What are the advantages of separable extensions?

Question

I understand the definition of separable extensions very well. But I want to understand whether it holds importance as an individual concept, or does it only make sense when it's paired along with the extension being normal and thus Galois. I mean, what advantage does it give you when your polynomial doesn't have repeated roots? (I understand when it's Galois, we'll have our Galois group permuting all the roots but if it's not Galois, could we still have some benefits?)

Answer 1

You can do Galois theory with separable extensions, you don't actually need them to be Galois, altough the situation is a bit better for Galois extensions. Let $K$ be a base field, and let us fix $\bar{K}$ a separable closure of $K$; let $\Gamma = Gal(\bar{K}/K)$ the absolute Galois group of $K$ (wich technically depends on the choice of $\bar{K}$, but not really).

For any extension $L/K$, you can associate the set $X(L)$ of $K$-algebra morphisms $L\to \bar{K}$. There is a canonical action of $\Gamma$ on $X(L)$, simply by acting naturally on $\bar{K}$. If we can write $L=K(\theta)$, and $P\in K[X]$ is the minimal polynomial of $\theta$, then we can naturally identify $X(L)$ with the set of roots of $P$ in $\bar{K}$; this is what is usually done in Galois theory, but $X(L)$ is more fundamental, and does not depend on the choice of some $\theta$, and furthermore also works when $L/K$ is infinite.

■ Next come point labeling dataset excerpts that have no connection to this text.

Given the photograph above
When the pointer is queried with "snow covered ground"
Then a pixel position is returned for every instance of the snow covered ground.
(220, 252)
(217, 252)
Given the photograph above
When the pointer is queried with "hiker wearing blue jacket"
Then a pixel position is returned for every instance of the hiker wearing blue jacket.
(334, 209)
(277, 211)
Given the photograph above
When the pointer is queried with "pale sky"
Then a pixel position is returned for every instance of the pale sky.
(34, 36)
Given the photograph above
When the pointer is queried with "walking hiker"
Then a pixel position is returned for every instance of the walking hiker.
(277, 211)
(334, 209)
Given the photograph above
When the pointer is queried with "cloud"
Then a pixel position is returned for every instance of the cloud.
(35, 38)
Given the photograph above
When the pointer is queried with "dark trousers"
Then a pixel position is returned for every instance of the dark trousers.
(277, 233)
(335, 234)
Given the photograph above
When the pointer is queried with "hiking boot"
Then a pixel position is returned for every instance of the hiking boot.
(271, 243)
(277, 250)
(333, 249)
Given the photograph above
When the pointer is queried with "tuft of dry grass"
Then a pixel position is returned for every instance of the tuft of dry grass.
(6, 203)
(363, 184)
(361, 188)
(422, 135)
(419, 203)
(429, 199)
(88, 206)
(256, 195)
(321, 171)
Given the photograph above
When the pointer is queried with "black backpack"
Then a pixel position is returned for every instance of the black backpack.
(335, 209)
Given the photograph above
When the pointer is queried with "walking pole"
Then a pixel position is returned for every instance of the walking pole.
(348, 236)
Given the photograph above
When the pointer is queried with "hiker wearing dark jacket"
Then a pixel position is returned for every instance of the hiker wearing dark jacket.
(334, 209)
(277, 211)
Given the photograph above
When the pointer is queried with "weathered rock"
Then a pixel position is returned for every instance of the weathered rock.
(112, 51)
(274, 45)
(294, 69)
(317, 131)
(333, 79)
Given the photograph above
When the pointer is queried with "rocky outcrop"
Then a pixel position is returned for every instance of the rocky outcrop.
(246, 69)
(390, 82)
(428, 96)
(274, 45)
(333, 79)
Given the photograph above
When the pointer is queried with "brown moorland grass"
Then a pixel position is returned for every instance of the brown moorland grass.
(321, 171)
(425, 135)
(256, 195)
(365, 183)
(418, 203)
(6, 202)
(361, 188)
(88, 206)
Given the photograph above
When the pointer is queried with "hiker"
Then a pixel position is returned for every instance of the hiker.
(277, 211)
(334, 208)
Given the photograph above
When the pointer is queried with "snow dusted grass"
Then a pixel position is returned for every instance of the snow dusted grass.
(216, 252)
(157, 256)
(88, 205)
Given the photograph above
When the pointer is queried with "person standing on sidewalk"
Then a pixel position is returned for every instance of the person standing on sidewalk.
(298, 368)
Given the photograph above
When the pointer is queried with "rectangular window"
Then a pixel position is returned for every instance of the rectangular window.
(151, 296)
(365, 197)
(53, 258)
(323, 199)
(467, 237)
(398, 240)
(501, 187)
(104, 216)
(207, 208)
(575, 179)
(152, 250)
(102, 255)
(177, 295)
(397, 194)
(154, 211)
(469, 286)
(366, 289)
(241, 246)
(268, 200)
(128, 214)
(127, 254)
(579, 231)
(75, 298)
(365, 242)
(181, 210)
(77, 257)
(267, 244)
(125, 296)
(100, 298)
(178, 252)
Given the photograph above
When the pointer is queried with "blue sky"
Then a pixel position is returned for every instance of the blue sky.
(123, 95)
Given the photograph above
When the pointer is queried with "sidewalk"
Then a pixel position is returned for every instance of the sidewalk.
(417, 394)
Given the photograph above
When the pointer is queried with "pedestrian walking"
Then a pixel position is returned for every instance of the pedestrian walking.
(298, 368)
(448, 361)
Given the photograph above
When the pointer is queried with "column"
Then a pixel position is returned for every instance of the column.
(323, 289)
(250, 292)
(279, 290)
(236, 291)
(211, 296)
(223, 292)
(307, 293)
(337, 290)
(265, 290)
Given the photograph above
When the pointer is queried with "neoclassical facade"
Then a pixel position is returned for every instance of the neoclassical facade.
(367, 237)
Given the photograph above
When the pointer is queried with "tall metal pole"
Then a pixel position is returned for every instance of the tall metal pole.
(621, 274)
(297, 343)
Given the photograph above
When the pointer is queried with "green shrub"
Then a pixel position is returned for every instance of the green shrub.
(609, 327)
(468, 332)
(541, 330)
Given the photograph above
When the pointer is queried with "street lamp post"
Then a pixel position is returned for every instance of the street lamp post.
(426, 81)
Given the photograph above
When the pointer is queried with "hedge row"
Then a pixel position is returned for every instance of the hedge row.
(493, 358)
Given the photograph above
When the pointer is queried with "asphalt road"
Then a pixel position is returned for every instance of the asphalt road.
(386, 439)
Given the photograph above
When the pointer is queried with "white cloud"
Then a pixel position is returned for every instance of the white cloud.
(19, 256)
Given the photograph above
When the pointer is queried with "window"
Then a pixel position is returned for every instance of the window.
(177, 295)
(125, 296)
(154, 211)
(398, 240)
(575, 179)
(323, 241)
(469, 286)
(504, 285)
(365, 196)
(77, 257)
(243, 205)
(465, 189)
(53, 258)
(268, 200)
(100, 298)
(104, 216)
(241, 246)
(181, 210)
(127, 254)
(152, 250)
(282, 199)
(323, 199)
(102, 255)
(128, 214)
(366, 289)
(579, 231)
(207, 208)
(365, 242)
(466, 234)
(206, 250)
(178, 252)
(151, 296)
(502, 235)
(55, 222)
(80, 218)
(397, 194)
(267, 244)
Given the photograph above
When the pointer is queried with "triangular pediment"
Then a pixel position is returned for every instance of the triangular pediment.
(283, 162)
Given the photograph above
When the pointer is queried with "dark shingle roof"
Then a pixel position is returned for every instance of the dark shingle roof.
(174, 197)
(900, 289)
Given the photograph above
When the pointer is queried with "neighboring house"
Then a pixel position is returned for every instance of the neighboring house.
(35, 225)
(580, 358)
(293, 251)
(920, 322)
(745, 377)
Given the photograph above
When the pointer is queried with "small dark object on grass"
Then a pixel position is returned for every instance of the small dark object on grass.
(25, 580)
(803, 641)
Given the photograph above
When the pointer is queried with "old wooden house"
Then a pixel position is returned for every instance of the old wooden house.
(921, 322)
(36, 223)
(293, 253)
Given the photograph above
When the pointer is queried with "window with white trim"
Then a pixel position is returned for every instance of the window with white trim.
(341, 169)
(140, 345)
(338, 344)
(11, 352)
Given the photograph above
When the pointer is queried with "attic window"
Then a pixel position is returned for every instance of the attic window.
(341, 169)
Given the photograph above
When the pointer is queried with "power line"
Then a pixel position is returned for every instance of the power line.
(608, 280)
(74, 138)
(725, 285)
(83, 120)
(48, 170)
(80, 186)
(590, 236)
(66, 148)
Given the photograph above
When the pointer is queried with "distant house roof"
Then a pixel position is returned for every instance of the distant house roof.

Then when $L/K$ is (finite) separable, you have a nice behaviour: $|X(L)|=[L:K]$, and the action of $\Gamma$ on $X(L)$ is transitive and continuous (if $X(L)$ is seen as discrete, and $\Gamma$ has its usual Krull topology). If $L/K$ is actually Galois, then all points in $X(L)$ have the same stabilizer $G\subset \Gamma$ which is an open normal subgroup (usually all points have conjugate stabilizers), and $Gal(L/K)=\Gamma/G$, so the action of $\Gamma$ factors through that of $Gal(L/K)$ and you recover the usual action of the Galois group on roots of a polynomial.

Furthermore, you can recover $L$ from $X(L)$: if $X$ is any finite discrete transitive $\Gamma$-set, then we can define $L(X)$ as the $K$-algebra of morphisms $X\to \bar{K}$ of $\Gamma$-sets. This is a separable extension of $K$, and the processes $L\mapsto X(L)$ and $X\mapsto L(X)$ are inverse to each other. We actually get a anti-equivalence between finite separable extensions of $K$ and finite discrete transitive $\Gamma$-sets (this is a stronger statement of the usual fundamental theorem of Galois theory).

In the end, you see that Galois theory is really about separable extensions, the case of Galois extensions is just the nicer case where the $\Gamma$-action factorizes through a normal subgroup. On the other hand, none of this works for non-separable extensions: there is of course no chance to recover $L$ from $X(L)$ when $L/K$ is inseparable, since $X(L)$ may very well be a singleton even though $L/K$ is non-trivial (this happens when $L=K(\sqrt[p]{a})$ in characteristic $p$).

Answer 2

When a finite extension $L/K$ is separable then we have the following equality which is very useful:

$$\bigl|\mathrm{Hom}_K(L,K^{\mathrm{alg}})\bigr|=[L:K]$$

You also have the primitive element theorem and more!